Carnac : les fidèles bretons ont repoussé les marchands du Temple

A peine 672 ans après, le nouveau combat des Trente a eu lieu. Trente fidèles bretons, en prière à l’entrée nord de l’église Saint Cornely de Carnac – et à l’intérieur – ont empêché le concert profane et profanatoire d’avoir lieu. Vers 23h05, le maire de Carnac a du se prononcer pour l’annulation dudit concert, devant les gendarmes.

Les fidèles ont alors quitté les lieux, dans le calme. Depuis plus d’une demi-heure, à l’appel des sections bretonnes de Civitas, ils récitaient les mystères glorieux et douloureux, massés sous le porche nord.

Dans le public, certains, ont à la fois crié contre les « fachos » et imploré les gendarmes de faire usage de leur « lacrymo » ou de « contrôler les identités des bloqueurs « .

« Nous avons fait calmement valoir le fait qu’une église est un lieu sacré et que ce type de concert n’a pas à y avoir lieu, quelle que soit l’intention « , témoigne dans nos colonnes un fidèle de Carnac.

« Dominique [le Quernec, curé de Carnac ] n’a pas voulu écouter ceux d’entre nous qui lui faisaient part de nos réserves, merci à ces jeunes de rappeler que ce n’est pas lui, Dominique le Quernec, qui commande, mais Dieu . Une église n’est pas une salle de concert ou une discothèque, c’est un lieu sacré « , confie une fidèle plus âgée qui était sur la place.
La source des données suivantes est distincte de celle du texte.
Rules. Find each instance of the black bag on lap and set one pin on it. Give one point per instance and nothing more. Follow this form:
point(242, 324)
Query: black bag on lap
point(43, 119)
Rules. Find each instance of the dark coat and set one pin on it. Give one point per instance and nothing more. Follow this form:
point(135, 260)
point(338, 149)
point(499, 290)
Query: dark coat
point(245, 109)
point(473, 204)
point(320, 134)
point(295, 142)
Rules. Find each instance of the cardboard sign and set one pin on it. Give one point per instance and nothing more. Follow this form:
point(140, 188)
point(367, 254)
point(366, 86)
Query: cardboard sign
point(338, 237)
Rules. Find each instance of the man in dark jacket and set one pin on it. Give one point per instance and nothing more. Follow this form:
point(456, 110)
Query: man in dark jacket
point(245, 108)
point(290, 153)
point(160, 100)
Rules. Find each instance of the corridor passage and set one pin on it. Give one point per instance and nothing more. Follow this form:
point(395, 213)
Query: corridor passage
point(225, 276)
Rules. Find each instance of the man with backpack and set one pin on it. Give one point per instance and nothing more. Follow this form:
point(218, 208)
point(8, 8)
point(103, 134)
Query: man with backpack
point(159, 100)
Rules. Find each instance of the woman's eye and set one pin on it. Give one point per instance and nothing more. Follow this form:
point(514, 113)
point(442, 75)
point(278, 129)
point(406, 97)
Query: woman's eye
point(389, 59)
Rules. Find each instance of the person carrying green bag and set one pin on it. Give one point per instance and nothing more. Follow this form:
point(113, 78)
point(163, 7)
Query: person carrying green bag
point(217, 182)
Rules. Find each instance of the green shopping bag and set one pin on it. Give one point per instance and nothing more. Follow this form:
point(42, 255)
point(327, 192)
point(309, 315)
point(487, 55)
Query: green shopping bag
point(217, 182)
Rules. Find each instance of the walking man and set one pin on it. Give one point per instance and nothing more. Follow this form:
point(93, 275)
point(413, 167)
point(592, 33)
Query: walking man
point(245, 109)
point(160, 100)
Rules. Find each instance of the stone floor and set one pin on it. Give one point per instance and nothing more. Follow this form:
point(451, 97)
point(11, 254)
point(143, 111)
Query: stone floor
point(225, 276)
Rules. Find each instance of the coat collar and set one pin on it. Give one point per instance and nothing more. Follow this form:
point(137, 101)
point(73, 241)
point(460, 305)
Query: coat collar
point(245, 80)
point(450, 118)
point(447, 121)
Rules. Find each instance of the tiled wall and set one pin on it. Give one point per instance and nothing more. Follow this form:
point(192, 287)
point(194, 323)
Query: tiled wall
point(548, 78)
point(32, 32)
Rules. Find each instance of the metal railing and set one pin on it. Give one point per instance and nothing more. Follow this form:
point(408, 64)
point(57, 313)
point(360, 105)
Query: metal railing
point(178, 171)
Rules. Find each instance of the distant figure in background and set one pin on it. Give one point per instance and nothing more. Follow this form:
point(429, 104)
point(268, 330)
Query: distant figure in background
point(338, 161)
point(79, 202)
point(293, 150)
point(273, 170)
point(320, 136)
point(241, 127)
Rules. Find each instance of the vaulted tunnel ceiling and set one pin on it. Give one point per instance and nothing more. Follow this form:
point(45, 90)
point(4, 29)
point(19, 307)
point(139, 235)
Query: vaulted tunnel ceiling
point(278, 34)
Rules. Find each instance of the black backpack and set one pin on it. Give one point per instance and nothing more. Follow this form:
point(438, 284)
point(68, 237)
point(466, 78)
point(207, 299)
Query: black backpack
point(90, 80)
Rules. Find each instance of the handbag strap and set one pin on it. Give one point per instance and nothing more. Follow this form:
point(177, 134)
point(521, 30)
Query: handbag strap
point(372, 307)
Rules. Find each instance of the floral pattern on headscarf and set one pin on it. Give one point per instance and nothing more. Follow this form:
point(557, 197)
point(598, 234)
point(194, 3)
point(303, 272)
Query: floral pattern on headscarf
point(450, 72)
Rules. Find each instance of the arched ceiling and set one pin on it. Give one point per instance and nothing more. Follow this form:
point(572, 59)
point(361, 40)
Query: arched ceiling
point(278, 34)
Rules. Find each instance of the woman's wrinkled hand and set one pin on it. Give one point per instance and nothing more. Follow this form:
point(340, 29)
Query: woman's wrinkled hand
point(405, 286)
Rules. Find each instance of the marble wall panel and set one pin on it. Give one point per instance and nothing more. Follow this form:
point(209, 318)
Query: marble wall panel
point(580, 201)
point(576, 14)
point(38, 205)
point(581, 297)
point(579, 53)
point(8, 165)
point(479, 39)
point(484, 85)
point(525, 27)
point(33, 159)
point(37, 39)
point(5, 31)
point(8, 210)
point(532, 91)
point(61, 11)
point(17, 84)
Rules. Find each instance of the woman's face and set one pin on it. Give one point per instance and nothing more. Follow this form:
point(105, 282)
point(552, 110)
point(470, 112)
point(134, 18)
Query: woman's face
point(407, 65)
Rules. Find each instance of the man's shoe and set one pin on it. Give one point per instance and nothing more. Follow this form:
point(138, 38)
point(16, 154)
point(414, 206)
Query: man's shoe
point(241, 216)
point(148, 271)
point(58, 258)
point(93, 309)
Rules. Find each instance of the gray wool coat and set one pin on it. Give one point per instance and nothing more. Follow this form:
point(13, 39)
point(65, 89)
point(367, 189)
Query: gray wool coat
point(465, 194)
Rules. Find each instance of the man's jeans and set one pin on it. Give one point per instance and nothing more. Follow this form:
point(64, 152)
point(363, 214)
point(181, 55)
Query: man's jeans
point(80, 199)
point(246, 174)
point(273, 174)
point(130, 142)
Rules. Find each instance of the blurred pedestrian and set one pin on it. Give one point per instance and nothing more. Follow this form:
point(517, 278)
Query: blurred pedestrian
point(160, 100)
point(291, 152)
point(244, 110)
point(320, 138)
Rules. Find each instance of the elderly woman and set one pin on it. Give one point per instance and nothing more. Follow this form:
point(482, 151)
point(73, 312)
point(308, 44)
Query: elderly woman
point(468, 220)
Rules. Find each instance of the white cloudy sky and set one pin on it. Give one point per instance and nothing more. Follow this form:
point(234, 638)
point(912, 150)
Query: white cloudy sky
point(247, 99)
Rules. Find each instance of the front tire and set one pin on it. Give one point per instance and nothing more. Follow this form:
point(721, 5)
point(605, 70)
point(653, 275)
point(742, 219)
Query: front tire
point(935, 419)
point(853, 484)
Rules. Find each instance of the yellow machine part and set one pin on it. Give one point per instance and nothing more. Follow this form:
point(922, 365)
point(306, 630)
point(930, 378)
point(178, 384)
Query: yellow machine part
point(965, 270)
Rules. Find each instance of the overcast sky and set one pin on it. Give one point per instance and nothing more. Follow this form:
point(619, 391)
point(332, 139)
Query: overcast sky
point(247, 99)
Du reste, la loi de 1905 ne dit pas autre chose : une église doit être affectée au culte, point. Ce n’est ni une salle de concert profane, ni un dortoir pour migrants (surtout que les presbytères des curés qui préfèrent laisser les migrants dormir sur des dalles froides sont souvent mieux chauffés et plus confortables), ni un musée d’art contemporain…

C’est une église, donc un espace sacré.

Avec calme, Foi et détermination, Trente Bretons l’ont rappelé.